David Price (dprice@CATADON.STMARTIN.EDU)
Fri, 11 Oct 1996 08:56:34 -0700

A few days back Jim Martin wrote,

> 1. industry will dictate the problems researchers can pursue
> 2. industry will insist that results are proprietary property and that
> secrecy must be maintained (this affects all aspects of work, from what
> is allowed by contract to discuss with colleagues to what one is allowed
> publish)
> 3. industry is not interested in basic research but supports work that
> contribute to short-term profits

> Do anthropologists on this list face problems like these? That is, are
> research topics circumscribed by the dictates of an outside agency that
> agree to pay for project X but not project Y? Do people face pressures
> to publish specific results? Or to talk about them at professional
> meetings? I would like to know, and the answers might reveal something
> about the differences between social sciences and physical ones.

I think these are good questions.

My own current (anthropological) research is in part devoted to examining
some of these questions.
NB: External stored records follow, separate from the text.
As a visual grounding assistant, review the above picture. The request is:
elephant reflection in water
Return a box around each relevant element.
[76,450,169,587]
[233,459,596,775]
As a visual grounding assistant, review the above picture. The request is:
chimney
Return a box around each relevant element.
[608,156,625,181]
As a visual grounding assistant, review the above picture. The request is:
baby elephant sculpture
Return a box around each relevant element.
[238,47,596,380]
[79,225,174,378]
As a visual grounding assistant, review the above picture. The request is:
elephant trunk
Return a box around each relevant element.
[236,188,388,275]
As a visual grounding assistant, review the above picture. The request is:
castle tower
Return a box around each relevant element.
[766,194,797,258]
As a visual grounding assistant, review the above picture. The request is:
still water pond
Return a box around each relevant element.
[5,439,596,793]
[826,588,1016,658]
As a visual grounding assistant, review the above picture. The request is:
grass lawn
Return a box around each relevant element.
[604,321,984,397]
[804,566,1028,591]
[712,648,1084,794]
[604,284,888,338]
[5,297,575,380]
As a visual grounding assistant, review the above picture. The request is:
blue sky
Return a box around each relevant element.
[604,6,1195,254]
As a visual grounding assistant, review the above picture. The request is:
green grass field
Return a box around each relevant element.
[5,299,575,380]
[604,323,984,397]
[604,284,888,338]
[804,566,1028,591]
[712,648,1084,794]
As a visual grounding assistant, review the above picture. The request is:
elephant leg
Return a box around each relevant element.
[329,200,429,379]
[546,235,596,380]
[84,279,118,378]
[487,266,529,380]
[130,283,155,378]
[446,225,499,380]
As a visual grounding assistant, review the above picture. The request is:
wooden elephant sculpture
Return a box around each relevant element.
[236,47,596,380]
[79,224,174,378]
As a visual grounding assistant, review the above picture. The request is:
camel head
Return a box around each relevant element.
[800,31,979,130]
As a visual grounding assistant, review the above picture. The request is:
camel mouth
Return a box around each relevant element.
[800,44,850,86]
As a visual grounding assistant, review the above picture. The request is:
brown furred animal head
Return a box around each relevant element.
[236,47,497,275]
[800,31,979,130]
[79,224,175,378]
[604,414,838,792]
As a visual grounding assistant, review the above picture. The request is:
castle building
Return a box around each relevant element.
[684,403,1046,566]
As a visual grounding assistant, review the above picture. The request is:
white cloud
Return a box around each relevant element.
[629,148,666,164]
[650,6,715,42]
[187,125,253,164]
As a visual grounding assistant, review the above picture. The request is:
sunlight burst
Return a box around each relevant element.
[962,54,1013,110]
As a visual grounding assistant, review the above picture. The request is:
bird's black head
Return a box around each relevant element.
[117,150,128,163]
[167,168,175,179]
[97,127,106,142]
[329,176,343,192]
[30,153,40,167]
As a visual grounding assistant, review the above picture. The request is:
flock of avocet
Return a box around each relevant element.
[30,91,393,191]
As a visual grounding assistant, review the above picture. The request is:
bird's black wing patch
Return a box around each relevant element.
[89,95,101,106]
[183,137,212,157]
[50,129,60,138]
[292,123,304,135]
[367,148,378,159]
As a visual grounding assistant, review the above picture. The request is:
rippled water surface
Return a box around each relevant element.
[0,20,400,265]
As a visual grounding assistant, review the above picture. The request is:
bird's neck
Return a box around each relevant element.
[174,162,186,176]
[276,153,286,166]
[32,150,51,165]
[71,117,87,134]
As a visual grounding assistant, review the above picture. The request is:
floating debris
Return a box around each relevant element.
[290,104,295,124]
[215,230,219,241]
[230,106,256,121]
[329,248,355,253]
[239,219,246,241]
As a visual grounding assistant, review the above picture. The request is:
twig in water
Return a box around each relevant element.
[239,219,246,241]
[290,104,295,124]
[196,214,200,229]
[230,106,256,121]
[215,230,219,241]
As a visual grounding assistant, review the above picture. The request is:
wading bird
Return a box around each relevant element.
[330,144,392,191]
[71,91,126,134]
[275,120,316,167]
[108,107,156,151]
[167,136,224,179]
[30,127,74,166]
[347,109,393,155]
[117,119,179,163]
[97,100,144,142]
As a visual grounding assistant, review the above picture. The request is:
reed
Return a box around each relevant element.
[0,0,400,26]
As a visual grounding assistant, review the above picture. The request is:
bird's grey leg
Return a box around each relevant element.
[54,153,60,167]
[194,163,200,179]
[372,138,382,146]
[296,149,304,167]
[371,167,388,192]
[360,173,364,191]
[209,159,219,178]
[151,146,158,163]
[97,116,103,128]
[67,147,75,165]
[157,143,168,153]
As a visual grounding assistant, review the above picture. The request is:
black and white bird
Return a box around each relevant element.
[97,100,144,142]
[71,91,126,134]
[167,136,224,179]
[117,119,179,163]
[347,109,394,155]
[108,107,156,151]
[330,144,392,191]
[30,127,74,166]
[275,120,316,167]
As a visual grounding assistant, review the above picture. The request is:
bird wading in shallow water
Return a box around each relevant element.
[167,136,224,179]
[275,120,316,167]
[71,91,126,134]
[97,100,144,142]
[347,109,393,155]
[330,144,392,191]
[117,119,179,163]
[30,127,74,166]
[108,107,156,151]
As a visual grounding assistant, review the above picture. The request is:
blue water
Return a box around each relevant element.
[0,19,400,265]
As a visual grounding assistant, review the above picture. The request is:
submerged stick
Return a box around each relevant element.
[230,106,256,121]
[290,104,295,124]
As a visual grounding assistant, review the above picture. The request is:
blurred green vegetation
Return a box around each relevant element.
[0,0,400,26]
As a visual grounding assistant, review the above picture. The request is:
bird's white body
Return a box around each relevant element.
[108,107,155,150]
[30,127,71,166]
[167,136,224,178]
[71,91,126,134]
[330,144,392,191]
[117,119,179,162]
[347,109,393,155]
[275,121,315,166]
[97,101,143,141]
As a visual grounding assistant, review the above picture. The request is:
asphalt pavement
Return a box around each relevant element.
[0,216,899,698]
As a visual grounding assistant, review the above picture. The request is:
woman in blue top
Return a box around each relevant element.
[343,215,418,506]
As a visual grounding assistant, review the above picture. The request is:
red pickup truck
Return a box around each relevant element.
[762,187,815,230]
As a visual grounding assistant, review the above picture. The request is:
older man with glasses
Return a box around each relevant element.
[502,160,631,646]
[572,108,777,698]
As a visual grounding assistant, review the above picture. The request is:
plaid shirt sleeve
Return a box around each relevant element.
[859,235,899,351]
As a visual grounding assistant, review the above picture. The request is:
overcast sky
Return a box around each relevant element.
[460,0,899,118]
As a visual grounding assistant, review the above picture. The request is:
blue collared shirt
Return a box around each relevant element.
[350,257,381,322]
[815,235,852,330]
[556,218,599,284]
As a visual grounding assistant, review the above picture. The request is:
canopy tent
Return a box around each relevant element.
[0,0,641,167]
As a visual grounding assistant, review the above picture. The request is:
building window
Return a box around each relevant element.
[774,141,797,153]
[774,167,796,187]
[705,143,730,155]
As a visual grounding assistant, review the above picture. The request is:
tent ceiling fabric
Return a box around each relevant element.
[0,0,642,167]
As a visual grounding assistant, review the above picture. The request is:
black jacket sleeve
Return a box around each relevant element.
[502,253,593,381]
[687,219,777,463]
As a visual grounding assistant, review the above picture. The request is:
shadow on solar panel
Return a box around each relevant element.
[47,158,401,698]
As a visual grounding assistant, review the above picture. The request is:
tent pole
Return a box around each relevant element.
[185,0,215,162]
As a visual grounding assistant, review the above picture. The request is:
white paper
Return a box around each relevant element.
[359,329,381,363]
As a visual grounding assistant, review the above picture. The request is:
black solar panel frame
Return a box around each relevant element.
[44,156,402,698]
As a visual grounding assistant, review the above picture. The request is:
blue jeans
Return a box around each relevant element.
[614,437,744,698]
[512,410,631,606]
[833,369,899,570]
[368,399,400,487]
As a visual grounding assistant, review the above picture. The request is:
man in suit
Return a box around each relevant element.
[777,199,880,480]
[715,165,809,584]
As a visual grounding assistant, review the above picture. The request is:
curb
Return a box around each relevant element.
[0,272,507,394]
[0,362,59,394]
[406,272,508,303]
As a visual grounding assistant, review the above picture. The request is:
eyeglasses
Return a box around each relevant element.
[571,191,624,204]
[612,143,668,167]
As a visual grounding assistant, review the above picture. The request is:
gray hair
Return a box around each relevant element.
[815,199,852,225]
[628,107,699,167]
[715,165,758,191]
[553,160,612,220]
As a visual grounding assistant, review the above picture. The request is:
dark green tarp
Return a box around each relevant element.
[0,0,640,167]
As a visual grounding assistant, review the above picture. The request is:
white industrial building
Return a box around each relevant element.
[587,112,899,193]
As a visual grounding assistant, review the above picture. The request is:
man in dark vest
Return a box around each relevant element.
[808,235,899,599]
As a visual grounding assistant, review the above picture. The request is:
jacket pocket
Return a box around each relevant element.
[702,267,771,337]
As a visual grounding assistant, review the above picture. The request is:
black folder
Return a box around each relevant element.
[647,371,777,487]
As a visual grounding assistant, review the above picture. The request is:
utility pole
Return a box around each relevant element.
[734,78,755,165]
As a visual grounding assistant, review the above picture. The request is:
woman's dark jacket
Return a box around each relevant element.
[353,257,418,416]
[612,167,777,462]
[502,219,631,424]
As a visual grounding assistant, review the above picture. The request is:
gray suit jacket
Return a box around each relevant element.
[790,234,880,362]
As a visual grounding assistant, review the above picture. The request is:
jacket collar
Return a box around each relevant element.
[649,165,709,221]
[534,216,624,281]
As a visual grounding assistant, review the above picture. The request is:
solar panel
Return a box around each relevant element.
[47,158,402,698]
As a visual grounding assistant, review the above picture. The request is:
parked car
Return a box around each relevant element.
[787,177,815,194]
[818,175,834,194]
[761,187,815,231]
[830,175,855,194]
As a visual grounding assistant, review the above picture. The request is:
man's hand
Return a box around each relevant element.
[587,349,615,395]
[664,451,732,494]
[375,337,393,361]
For the past decade I've been looking into the
impact of the Cold War (and America's National Security State) on the
development of American anthropology. I've been interviewing (and still
am if anyone out there wants to talk with me) [mostly senior]
anthropologists, using archival materials and the Freedom of Information
Act (FOIA) (I've made 200+ requests from FBI, State, CIA, OSS, NSA, BIA
etc.) to piece together some of the ways that our
military-industrial-university-complex has directly shaped the thoughts and
actions of anthropology.

This really has been an open secret--but one that has seldom been openly
addressed. It is not hard to find obvious trends in funding if one
investigates: the limiting aspects of funding agencies, the historical
context of the creation of "Area Study Centers" & the availability of funds
for the study of specific languages.

In a recent paper ("The Effects of Cold War Funding on the Development of
American Anthropology" coming out in Vol. II of the Cold War and The
University Series, New Press), I used some interesting FOIA documents to
show how government and business directly shaped (1) the creation of
specific area study centers (which funded anthropological research), (2)
what geographical areas were deemed "hot" funding recipients & (3) what
research questions were of interest to funding agencies. Further, I
reprint portions of some (c.a. 1950s) CIA documents (penned by Walt Rostow
& Max Millikan--Director of CENIS, a significant anthropological research
center of this period) I received under FOIA show that there were publicly
unstated direct connections between business/government interests in
funding what was to become "development" and "modernization theory".

In another paper (given at the AAA last year), I compared the careers of
anthropologists who's professional / private careers led them to be
associated with Marxist perspectives, with anthropologists who either
collaborated with the US State Dept., FBI & CIA in the late 1940s and
1950s. The results from such a comparison are hardly counter-intuitive,
but they do directly relate to larger questions concerning the effect of
public/private funding on research.

There is also a wide literature discussing the limiting effects of the "Big
Three" (Ford, Rockefeller & Carnegie) on social science funding. For that
matter, Congressional hearings in 1974 & 1977 concluded that the Big Three
had routinely acted as a funnel for CIA (and other gvt. agencies) directed
social science research.

The examples I listed here are historical rather than current. This is
simply because it is easier to access records from the past than it is to
access records from the present. I see little evidence that the same
processes are (to more or less degrees) at work today.